RICK’S BLOG: WE DON’T NEED RUPERT MURDOCH TELLING US WHAT TO DO
BY RICK GRANT rickgrant01@comcast.net Posted Dec. 26, 2006
Recently, Time’s "Person of The Year" cover issue hit the stands featuring a computer monitor with a mirror, proclaiming that you, me, and everyone were the persons of the year. It was brilliant commentary on today’s rise of the individual as the free voice of journalism. Now, everyone is a writer or a videographer. I manage and write a webzine called www.rickatnight.com with a link to this blog. I’m also the Senior Writer for EU Jacksonville. Like millions of other bloggers and journalists, my writings are well published in print and on-line.
When publishing billionaire, Rupert Murdoch nixed the TV interview and book concerning O.J. Simpson’s hypothetical ruminations about murder, it got me to thinking about billionaire publishers/media moguls deciding what stories get published and what is killed. Of course, the O.J. blabber was a terrible idea, which would have caused further pain to the victims’ families, saying how he would have killed Ron Goldman and Nicole Brown–"if he did it." Hell, everyone on earth knows he did it.
The point is: However ill-conceived this project was, it could have been accomplished without Murdoch’s blessing. It may very well get into cyberspace if the writer can free herself from Murdoch’s contractual grip. It will probably get into cyberspace anyway. Everything salacious eventually pops-up on-line.
Today, if you blog or manage your own website, you are officially published. We don’t need some fat cat billionaire telling us what to do. The Internet is truly free speech in it’s most free flowing form. Justifiably, the better writers get more recognition than the hacks, but the editors at Time were absolutely right. It’s the era of the individual, plugged in to the vast matrix of the Internet. It’s a living, breathing thing, with bits of information pulsing through its arteries at light speed, and into its collective brain like billions of charged particles from the sun bombarding the earth.

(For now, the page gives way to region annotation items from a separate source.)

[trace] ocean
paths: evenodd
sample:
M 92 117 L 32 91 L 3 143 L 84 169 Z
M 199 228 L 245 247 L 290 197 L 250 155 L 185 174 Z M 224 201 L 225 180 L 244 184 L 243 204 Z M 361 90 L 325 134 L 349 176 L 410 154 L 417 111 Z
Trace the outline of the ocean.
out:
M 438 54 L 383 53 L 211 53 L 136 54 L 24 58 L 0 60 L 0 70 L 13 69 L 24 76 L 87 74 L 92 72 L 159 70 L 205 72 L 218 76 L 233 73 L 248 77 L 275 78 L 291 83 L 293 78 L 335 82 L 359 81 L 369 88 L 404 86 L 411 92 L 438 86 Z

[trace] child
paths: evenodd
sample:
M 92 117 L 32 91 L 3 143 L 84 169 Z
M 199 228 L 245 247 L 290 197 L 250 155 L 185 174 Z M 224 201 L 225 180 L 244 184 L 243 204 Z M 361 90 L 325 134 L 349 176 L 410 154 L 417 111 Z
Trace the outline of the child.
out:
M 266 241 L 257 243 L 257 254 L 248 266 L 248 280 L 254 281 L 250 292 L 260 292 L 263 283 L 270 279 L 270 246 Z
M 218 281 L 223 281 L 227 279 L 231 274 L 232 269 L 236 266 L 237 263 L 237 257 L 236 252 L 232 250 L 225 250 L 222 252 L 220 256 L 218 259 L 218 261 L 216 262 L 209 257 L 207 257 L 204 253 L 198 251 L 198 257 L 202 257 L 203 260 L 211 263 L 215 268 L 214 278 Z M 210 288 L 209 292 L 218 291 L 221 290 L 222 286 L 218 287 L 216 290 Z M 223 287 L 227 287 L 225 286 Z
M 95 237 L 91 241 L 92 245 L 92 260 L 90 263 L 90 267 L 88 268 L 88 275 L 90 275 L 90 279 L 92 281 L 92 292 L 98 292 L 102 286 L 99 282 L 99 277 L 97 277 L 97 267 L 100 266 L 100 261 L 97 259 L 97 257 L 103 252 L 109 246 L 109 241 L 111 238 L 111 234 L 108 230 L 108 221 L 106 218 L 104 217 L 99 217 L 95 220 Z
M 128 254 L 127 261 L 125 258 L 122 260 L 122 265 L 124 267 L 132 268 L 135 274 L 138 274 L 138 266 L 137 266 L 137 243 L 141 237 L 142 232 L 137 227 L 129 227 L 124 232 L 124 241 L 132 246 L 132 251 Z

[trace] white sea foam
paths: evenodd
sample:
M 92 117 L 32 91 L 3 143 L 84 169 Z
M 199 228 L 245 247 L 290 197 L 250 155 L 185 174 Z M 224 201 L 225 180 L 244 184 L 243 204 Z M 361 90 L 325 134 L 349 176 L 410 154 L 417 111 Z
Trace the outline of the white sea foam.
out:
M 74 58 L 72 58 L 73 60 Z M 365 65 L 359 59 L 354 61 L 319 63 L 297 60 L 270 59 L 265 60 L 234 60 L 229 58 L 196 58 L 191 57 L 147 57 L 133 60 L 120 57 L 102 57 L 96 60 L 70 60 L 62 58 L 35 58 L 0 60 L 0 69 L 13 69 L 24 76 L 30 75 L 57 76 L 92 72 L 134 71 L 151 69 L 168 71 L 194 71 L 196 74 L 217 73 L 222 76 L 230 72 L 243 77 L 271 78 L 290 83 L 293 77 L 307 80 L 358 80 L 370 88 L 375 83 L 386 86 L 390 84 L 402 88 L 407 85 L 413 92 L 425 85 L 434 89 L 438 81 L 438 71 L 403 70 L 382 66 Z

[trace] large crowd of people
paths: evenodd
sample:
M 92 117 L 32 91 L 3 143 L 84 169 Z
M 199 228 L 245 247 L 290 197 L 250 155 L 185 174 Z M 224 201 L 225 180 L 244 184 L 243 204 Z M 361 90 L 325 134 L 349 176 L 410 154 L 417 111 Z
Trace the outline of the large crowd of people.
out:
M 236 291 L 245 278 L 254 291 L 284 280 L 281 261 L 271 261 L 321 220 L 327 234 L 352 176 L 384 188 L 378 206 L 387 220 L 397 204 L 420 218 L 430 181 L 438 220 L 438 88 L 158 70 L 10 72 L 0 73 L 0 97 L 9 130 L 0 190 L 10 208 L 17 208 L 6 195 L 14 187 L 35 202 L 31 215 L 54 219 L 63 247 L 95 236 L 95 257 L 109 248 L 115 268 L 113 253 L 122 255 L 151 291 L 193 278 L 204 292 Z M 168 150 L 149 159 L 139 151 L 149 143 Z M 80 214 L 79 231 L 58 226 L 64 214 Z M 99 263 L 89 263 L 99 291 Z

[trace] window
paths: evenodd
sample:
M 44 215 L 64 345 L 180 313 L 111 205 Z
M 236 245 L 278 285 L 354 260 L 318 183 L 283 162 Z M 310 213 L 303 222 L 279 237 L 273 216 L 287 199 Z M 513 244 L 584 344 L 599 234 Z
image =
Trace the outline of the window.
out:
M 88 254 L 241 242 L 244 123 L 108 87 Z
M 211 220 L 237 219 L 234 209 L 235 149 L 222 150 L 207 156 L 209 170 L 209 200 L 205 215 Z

Anchor person, Daryn Kagan left CNN. She thought to herself, "I don’t need a corporate suits telling me what stories to produce." So she split and started her own webcasting site, DarynKagan.com where she produces daily high quality human interest webcasts. In two weeks on-line, she started to sell advertising to make the site profitable. Go girl!

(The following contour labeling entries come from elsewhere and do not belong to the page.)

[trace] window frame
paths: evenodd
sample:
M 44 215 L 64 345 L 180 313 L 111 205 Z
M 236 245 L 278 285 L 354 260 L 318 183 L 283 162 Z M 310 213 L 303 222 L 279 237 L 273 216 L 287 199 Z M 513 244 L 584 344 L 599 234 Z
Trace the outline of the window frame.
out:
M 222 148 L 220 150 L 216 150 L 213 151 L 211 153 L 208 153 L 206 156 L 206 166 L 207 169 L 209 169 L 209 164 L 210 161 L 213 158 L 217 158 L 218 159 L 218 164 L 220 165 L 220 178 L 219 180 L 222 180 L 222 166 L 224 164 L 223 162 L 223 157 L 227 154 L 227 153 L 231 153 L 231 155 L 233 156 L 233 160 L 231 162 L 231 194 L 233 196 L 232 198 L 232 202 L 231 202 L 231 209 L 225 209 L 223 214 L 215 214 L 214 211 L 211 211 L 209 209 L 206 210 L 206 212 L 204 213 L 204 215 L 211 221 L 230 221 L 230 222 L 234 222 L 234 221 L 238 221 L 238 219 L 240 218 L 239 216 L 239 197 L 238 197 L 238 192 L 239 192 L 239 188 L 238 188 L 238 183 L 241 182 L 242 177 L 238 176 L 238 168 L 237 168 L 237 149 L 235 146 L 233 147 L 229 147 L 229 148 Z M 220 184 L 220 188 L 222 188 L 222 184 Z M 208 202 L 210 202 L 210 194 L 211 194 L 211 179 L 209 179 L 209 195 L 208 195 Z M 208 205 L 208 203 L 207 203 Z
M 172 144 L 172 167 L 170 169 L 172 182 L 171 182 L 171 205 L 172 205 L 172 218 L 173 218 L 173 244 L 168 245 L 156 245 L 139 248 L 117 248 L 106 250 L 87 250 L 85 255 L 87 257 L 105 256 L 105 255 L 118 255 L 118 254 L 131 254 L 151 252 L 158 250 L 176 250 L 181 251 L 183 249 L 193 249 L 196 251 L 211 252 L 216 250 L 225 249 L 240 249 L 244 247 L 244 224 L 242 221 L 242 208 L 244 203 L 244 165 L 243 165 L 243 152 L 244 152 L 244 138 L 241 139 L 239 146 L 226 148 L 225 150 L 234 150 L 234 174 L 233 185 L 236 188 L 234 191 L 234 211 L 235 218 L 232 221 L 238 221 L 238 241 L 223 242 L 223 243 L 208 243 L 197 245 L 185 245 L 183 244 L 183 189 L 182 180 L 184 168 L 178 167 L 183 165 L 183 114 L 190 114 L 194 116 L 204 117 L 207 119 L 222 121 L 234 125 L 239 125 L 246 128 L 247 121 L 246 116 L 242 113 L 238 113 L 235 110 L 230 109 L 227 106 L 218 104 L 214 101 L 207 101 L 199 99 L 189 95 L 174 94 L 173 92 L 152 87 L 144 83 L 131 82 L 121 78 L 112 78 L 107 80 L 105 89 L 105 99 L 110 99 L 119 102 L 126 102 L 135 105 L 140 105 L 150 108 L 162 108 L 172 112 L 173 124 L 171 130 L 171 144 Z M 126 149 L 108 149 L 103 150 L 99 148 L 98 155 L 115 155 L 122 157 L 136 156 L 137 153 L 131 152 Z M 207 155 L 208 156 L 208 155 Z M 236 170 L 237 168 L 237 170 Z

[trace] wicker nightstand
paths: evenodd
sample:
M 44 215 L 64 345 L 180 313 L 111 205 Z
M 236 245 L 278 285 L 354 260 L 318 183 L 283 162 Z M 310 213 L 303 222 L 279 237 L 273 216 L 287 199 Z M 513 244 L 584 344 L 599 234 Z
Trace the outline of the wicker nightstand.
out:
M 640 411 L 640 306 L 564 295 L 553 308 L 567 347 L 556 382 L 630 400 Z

There are many other notable examples of people grabbing their piece of the World Wide Web’s pie .Our voices are saying to Murdoch and other bloated billionaire publishers, "You can take your publishing empires and shove it up your fat asses." We don’t need you to tell us what to publish. Let the on-line readers decide who gets rich and who doesn’t. In fact, we don’t need your newspapers or tabloid magazines. Just log-on and find out what you want to read or write your own commentary. It’s you, me, and everyone, baby. We matter. We are the people of the year!